Atau bila jamaah yang sedikit itu berjamaah di masjid, yang tanah atau harta yang dipakai mendirikannya diyakini halal; maka yang lebih afdhal adalah jamaah yang sedikit itu, dan karena menjaga kosongnya masjid yang dekat, atau tidak akan ada yang berjamaah apabila ia tidak hadir (tidak masuknya dia ke masjid),sebab dia adalah imamnya, atau banyaknya orang yang hadir itu adalah karena dia. Maka, berjamaah yang sedikit pada keadaan yang demikian, lebih afdhal daripada berjamaah yang banyak pada selain masjid yang halal itu.

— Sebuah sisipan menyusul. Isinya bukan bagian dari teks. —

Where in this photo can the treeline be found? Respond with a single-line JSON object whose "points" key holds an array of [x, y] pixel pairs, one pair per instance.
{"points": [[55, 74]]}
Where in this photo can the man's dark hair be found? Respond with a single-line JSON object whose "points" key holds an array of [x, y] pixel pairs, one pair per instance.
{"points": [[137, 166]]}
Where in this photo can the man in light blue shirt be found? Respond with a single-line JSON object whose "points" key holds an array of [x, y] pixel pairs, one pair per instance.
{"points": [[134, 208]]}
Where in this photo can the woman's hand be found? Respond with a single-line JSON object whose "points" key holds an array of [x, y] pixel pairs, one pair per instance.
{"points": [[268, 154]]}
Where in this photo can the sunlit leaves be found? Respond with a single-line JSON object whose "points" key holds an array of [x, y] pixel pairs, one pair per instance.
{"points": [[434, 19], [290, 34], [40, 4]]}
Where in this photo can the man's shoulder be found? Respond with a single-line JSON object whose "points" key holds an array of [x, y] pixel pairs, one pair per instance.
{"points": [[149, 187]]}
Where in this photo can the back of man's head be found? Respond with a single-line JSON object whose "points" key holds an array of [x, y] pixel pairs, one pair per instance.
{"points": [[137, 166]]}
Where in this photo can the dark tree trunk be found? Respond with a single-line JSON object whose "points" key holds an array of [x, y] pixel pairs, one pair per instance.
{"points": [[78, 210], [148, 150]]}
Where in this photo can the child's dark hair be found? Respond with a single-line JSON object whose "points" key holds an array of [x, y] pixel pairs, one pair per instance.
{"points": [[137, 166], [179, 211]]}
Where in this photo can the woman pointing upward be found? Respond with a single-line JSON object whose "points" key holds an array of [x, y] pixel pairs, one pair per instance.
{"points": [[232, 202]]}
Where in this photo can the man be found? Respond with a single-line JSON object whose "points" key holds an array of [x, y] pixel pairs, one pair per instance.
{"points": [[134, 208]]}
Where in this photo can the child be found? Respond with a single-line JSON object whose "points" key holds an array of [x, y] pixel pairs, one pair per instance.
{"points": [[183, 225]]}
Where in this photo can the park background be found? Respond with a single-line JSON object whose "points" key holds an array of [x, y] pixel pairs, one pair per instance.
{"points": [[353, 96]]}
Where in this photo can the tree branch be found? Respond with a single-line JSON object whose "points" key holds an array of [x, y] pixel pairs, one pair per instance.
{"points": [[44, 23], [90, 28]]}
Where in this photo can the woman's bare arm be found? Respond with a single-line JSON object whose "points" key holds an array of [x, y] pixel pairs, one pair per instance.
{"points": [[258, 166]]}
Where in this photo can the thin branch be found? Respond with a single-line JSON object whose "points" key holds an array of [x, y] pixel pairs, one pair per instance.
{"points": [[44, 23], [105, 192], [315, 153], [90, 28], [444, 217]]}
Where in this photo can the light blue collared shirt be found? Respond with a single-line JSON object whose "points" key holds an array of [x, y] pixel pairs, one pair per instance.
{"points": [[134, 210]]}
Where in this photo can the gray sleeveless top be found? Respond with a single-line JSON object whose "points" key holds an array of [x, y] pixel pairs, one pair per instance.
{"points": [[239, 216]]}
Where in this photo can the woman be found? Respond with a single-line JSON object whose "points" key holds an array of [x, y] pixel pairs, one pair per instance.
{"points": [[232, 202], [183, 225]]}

Bahkan sebagian ulama membahas, bahwa salat munfarid (sendirian) pada masjid yang apabila ia tidak ada masjid menjadi kosong, lebih afdhal daripada berjamaah. Akan tetapi, menurut pendapat yang lebih unggul, justru sebaliknya (lebih afdhal berjamah). Apabila imam jamaah yang sedikit itu lebih afdhal karena tinggi ilmunya, maka berjamaah di sampingnya lebih utama.

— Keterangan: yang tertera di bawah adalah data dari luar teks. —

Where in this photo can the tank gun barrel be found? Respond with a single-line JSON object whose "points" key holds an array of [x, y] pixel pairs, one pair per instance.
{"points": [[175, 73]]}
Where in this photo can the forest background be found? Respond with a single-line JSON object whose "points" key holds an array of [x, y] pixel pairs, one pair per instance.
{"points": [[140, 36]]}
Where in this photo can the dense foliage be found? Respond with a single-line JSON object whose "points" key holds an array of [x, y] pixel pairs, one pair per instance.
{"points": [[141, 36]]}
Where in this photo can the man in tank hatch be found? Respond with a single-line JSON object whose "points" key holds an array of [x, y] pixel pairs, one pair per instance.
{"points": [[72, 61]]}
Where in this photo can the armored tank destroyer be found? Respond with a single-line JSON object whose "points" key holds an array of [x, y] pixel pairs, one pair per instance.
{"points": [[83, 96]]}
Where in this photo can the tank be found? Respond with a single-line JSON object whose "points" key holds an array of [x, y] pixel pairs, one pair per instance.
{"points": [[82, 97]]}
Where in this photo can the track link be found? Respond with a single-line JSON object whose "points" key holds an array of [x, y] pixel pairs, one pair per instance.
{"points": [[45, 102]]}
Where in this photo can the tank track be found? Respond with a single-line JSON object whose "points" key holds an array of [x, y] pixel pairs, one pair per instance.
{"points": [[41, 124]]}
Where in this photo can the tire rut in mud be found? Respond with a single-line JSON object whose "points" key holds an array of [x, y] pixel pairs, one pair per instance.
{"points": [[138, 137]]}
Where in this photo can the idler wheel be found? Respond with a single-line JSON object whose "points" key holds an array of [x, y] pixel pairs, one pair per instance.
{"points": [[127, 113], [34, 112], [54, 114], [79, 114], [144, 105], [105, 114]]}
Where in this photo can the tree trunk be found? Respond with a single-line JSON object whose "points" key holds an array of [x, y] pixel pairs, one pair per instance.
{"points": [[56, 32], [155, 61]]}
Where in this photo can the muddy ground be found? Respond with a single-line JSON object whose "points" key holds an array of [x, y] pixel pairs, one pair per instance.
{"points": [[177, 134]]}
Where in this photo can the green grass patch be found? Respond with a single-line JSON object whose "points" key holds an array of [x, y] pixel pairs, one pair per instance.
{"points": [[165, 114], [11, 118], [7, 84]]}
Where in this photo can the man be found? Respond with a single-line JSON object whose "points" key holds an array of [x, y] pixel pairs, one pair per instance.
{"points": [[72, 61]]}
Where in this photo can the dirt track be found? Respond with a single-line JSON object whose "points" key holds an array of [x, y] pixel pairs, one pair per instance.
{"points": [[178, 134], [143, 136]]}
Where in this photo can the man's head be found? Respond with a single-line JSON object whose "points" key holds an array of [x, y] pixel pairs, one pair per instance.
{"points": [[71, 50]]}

Apabila berlawanan antara khusyuk (dengan munfarid) dan salat berjamaah (yang tidak khusyuk), maka lebih utama berjamaah sebagaimana kesepakatan ulama yang mengatakan bahwa sesungguhnya fardu kifayah lebih afdhal daripada sunat.
Imam Ghazali berfatwa yang kemudian diikuti oleh Abul Hasan Al Bakry, bahwa lebih utama munfarid daripada berjamaah bagi orang yang tidak bisa khusyuk selama salatnya.
Syaikhuna berkata, “Fatwa Imam Ghazali itu memang demikian, jika selama salat ia tidak khusyuk. Ibnu Abdis Salam berfatwa, ‘sesungguhnya khusyuk lebih utama secara mutlak (tanpa qayid sebagaimana tersebut), karena munculnya fatwa itu berdasarkan kaul bahwa berjamaah itu sunat.”
Apabila bertentangan antara fadhilah mendengarkan bacaan Quran dari imam yang jumlahnya sedikit, dengan tidak mendengarkan bacaan itu namun jumlahnya banyak, maka yang pertama (mendengar bacaan Quran) lebih afdhal.